I have observed that every injurious violation of our rights, natural and civil, absolute and relative, may lay the foundation of a crime.a I did not mean, however, to insinuate, by this observation, that every injury ought to be considered by the law in a criminal point of view. For every injury let reparation be made by the civil code, in proportion to the loss sustained; but let those injuries alone, which become formidable to society by their intrinsick atrocity, or by their dangerous example, be resented by society and prosecuted as crimes. Agreeably to this principle, a private injury done without actual violence, cannot be prosecuted by an indictment.b It is not considered as affecting the community.
This principle, however, seems to have gained its full establishment only by the liberality of modern times. It is remarkable, that a law made on this liberal principle, in an early period of Pennsylvania, was repealed by the king in council.c But this is not the only instance, in which the improving spirit of our legislation has been at first checked, but has received subsequent countenance by late decisions in England.
With the enjoyment and security of property, the security and the authenticity of its evidences is intimately connected. For this reason, dangerous and deliberate attacks upon that security or authenticity are crimes by the common law.
James Wilson (1742 – 1798) was one of the Founding Fathers of the United States and a signer of the United States Declaration of Independence. Wilson was elected twice to the Continental Congress, and was a major force in drafting the United States Constitution. A leading legal theoretician, he was one of the six original justices appointed by George Washington to the Supreme Court of the United States.
One of the most prominent lawyers of his time, Wilson is credited for being the most learned of the Framers of the Constitution.

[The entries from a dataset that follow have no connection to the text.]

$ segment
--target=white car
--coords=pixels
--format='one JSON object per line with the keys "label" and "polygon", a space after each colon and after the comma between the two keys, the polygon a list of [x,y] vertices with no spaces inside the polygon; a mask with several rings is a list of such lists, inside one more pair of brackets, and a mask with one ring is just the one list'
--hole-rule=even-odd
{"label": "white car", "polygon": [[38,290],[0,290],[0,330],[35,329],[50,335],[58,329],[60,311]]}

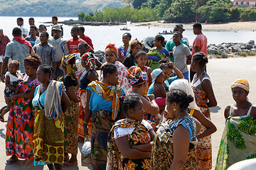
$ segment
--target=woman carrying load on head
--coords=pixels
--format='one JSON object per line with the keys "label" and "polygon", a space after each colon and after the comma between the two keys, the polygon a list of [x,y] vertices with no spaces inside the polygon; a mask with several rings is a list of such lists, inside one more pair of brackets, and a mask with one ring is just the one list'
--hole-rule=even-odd
{"label": "woman carrying load on head", "polygon": [[143,119],[150,120],[158,125],[159,117],[157,114],[159,112],[159,107],[155,101],[154,95],[145,95],[147,90],[147,75],[139,67],[135,69],[132,74],[131,71],[126,76],[129,83],[132,85],[133,89],[129,94],[134,94],[139,96],[143,102],[143,109],[145,113],[143,114]]}
{"label": "woman carrying load on head", "polygon": [[[123,64],[117,61],[118,50],[114,44],[109,44],[105,49],[105,58],[107,63],[114,64],[117,68],[118,80],[121,83],[121,86],[124,89],[125,94],[129,94],[132,91],[132,86],[129,84],[127,78],[125,76],[127,74],[127,69]],[[100,74],[100,80],[102,80],[102,74]]]}
{"label": "woman carrying load on head", "polygon": [[88,135],[87,125],[92,116],[91,156],[93,169],[106,169],[107,136],[119,115],[119,98],[125,95],[118,81],[117,67],[107,63],[102,66],[101,69],[102,80],[92,81],[86,89],[84,129],[85,135]]}
{"label": "woman carrying load on head", "polygon": [[[86,88],[88,84],[95,80],[98,80],[98,74],[95,69],[96,63],[95,58],[92,53],[85,53],[82,55],[82,67],[85,68],[80,78],[80,89],[78,90],[78,96],[81,98],[80,104],[80,113],[78,119],[78,141],[83,142],[85,139],[84,134],[84,123],[85,106],[86,106]],[[92,125],[92,120],[90,120],[87,125],[89,127]],[[90,136],[90,131],[89,131],[89,136]]]}
{"label": "woman carrying load on head", "polygon": [[32,103],[35,107],[33,135],[34,164],[46,165],[53,170],[62,169],[64,163],[64,113],[69,99],[63,82],[50,80],[53,67],[41,65],[37,78],[42,84],[35,91]]}
{"label": "woman carrying load on head", "polygon": [[256,108],[247,98],[249,83],[245,79],[238,79],[231,84],[231,91],[235,103],[225,108],[226,120],[218,152],[215,166],[218,170],[225,170],[236,162],[255,158]]}

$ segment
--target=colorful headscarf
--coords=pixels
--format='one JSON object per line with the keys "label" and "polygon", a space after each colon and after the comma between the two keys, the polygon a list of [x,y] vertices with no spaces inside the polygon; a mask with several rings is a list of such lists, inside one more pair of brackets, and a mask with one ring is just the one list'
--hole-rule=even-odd
{"label": "colorful headscarf", "polygon": [[109,44],[107,45],[106,49],[105,49],[105,52],[107,50],[112,50],[114,52],[114,54],[116,54],[116,55],[118,55],[118,50],[117,48],[114,46],[114,44]]}
{"label": "colorful headscarf", "polygon": [[166,57],[166,54],[164,52],[161,53],[156,48],[151,49],[149,52],[146,54],[147,55],[156,55],[160,57],[160,59],[164,58]]}
{"label": "colorful headscarf", "polygon": [[95,57],[91,52],[86,52],[82,55],[82,61],[86,62],[86,65],[92,69],[95,68]]}
{"label": "colorful headscarf", "polygon": [[35,69],[41,65],[42,60],[39,56],[28,56],[23,60],[23,65],[29,65],[33,67]]}
{"label": "colorful headscarf", "polygon": [[231,90],[235,87],[240,87],[249,92],[249,83],[246,79],[238,79],[231,84]]}
{"label": "colorful headscarf", "polygon": [[144,72],[139,67],[136,68],[134,75],[128,69],[128,74],[125,76],[127,78],[129,83],[132,86],[137,86],[144,83],[146,83],[147,75],[146,72]]}
{"label": "colorful headscarf", "polygon": [[156,77],[162,72],[163,71],[161,69],[156,69],[153,70],[151,74],[150,74],[152,77],[152,82],[154,82]]}
{"label": "colorful headscarf", "polygon": [[[71,59],[74,58],[75,63],[73,64],[70,64]],[[67,76],[71,76],[71,79],[75,80],[78,79],[75,71],[78,71],[78,67],[75,64],[75,57],[73,55],[68,55],[63,57],[61,60],[61,63],[67,69]]]}

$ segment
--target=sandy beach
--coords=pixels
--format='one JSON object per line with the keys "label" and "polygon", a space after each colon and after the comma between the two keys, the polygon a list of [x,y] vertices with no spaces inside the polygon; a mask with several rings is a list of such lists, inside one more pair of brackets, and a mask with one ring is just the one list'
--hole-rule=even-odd
{"label": "sandy beach", "polygon": [[[133,23],[134,25],[150,25],[150,26],[174,26],[177,23],[164,23],[161,21],[151,21],[143,23]],[[193,23],[183,23],[184,28],[191,28]],[[256,22],[247,21],[247,22],[230,22],[225,23],[202,23],[204,29],[230,29],[230,30],[256,30]]]}

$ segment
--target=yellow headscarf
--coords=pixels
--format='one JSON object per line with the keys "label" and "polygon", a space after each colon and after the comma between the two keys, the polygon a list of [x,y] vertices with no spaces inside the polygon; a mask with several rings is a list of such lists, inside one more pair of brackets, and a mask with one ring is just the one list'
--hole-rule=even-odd
{"label": "yellow headscarf", "polygon": [[[75,58],[75,63],[71,64],[70,61],[71,59]],[[75,80],[77,78],[75,71],[78,71],[78,67],[75,64],[75,57],[73,55],[68,55],[63,57],[61,63],[67,69],[67,76],[71,76],[71,79]]]}
{"label": "yellow headscarf", "polygon": [[249,83],[246,79],[238,79],[231,84],[231,90],[235,87],[240,87],[249,92]]}

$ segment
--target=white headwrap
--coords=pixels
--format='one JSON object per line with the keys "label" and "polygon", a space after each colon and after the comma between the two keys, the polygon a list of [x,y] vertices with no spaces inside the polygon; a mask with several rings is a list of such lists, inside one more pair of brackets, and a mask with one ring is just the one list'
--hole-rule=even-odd
{"label": "white headwrap", "polygon": [[171,89],[178,89],[183,91],[187,95],[191,95],[194,100],[189,103],[188,107],[200,111],[200,108],[197,106],[195,101],[195,95],[193,92],[191,84],[186,79],[177,79],[174,81],[169,86],[169,91]]}

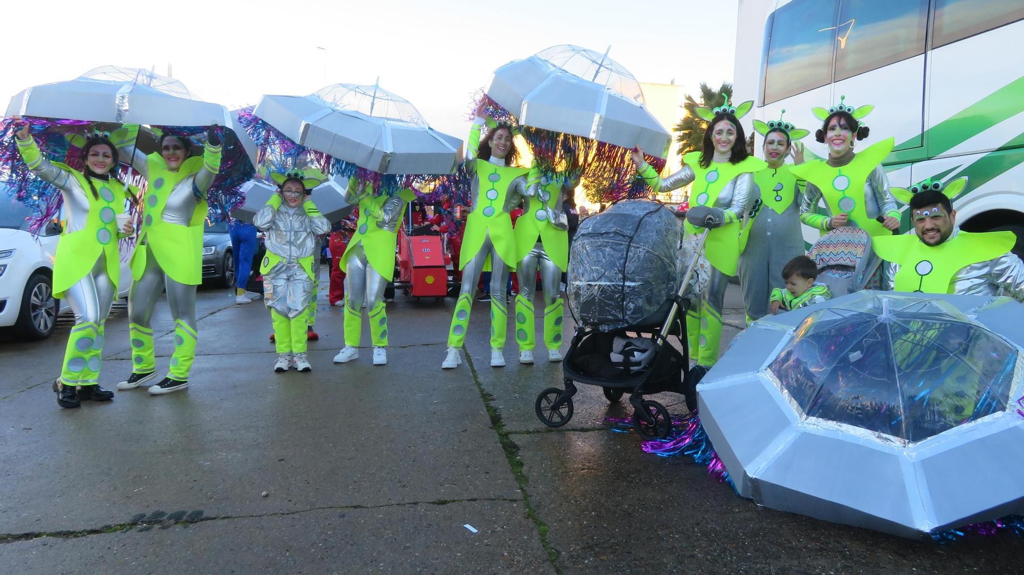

A fellow delegate in the Constitutional Convention of 1787 in Philadelphia made the following assessment of James Wilson: "Government seems to have been his peculiar study, all the political institutions of the world he knows in detail, and can trace the causes and effects of every revolution from the earliest stages of the Grecian commonwealth down to the present time."
Wilson's most lasting impact on the country came as member of the Committee of Detail, which produced the first draft of the United States Constitution in 1787 (a year after the death of his wife). He wanted senators and the president to be popularly elected. He also proposed the Three-Fifths Compromise at the convention, which made slaves count as three-fifths of a person for representation in the House and Electoral College. Along with James Madison, he was perhaps the best versed of the framers in the study of political economy. He understood clearly the central problem of dual sovereignty (nation and state) and held a vision of an almost limitless future for the United States. Wilson addressed the Convention one hundred-sixty-eight times.
He was nominated to be a Justice of the United States Supreme Court by George Washington on September 24, 1789, after the court was implemented under the Judiciary Act of 1789. He was confirmed by the United States Senate on September 26, 1789, and received commission on September 29, 1789. Only nine cases were heard by the court from his appointment in 1789 until his death in 1798.
He became the first professor of law at the College of Philadelphia in 1790—only the second at any academic institution in the United States—in which he mostly ignored the practical matters of legal training. Like many of his educated contemporaries, he viewed the academic study of law as a branch of a general cultured education, rather than solely as a prelude to a profession.